Market players said the billet market unexpectedly started slowing down in October. "After that time, no one wanted any billet," said the trader. "It was all of a sudden." The Platts aluminum 6063 upcharge has fallen to 8-9 cents/lb plus P1020, delivered Midwest, as of December 7 from 9.5-10 cents on September 7. Upcharges gradually fell since then.
"Producers cannot sell enough billet and no one wants any," said an extruder, noting that the decline in the building and construction sector was a major reason for the significant decline in extrusion demand. An extruder said the extrusion "is very slow now. Some are shutting down between Christmas
and New Year's."
By sector, extruders said the commercial/architectural markets are strong, while truck/trailer is flat. Market players said they expected the market to remain loose through the first quarter. "Q2 might be a different ball game," said a trader. He suspected demand in January will be weaker than
expected. "No one will come back January 1 and rush out and buy metal," he said. But another extruder said there is a "fair amount of quoting going on," so he expected the market to improve soon.

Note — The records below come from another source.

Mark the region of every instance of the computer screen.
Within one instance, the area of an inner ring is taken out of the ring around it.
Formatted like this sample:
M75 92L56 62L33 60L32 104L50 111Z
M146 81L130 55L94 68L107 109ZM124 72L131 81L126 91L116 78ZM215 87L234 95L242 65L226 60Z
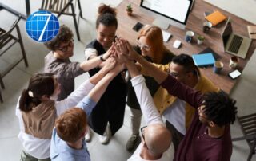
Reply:
M142 0L140 6L186 25L191 0Z

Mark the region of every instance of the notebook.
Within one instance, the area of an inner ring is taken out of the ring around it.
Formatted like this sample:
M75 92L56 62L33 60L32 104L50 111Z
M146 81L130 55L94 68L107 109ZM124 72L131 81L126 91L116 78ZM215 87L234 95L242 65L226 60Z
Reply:
M209 14L208 16L206 17L206 19L208 22L210 22L213 26L216 26L219 24L220 22L223 22L224 20L226 19L226 16L222 14L220 11L214 11L214 13Z
M213 66L215 59L213 53L193 54L192 58L195 65L198 67Z
M214 57L215 60L218 60L219 58L221 58L221 56L219 56L216 52L214 52L210 47L206 48L202 52L200 52L198 54L210 53L214 55Z

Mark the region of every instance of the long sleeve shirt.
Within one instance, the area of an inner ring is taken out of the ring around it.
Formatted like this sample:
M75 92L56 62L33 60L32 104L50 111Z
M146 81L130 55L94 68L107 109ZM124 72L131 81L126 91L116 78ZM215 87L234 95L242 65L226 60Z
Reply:
M202 105L203 95L198 91L179 83L172 76L161 84L168 92L184 100L192 107ZM184 139L175 153L174 160L180 161L229 161L232 154L230 127L225 127L221 138L215 139L208 135L207 126L199 120L196 112Z
M56 101L55 108L57 116L61 115L64 111L75 105L94 87L89 80L82 83L76 90L74 90L66 99ZM19 109L19 100L17 104L16 116L18 118L20 132L18 139L21 140L24 150L30 155L37 159L46 159L50 157L50 139L43 139L26 134L24 130L24 123L22 112ZM52 131L53 129L49 129Z

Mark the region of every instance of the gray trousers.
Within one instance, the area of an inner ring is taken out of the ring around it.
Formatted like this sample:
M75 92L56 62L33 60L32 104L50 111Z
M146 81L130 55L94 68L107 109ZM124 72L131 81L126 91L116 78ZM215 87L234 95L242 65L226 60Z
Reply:
M142 112L140 109L134 109L130 108L130 123L133 135L138 135L139 128L141 126L141 120Z
M21 161L50 161L50 158L39 159L22 151Z
M173 136L173 143L174 143L174 149L176 151L178 149L178 144L183 139L184 135L183 135L183 134L180 133L175 128L175 127L167 120L166 121L166 125L167 129L170 132L170 133Z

The USW's Davies said Ohio Valley claimed the decision to shut the plant was not related to its attempts to negotiate wage and benefit concessions with the USW. Sixty-six hourly employees will be affected by the closing. In mid-November, the company laid off 10 workers at Niles.
According to Davies, Ohio Valley said it intended "to move work [from Niles] to other plants" in Kentucky and Indiana. Specific plants were not disclosed and attempts to reach Robert Gamba, Ohio Valley president and CEO, were unsuccessful this week.
Davies said he was told Ohio Valley believes it can save money by transferring production to its other facilities even though the company's plant at Shelbyville also is unionized. Ohio Valley asked the union earlier this fall for a 20% across-the-board pay cut, saying the move was necessary to
significantly cut the plant's operating costs. The union rejected that demand, calling it excessive.
The existing labor agreement between the USW and company was signed two years ago and runs through August 2008. Gamba previously backed off a threat to close the plant October 31.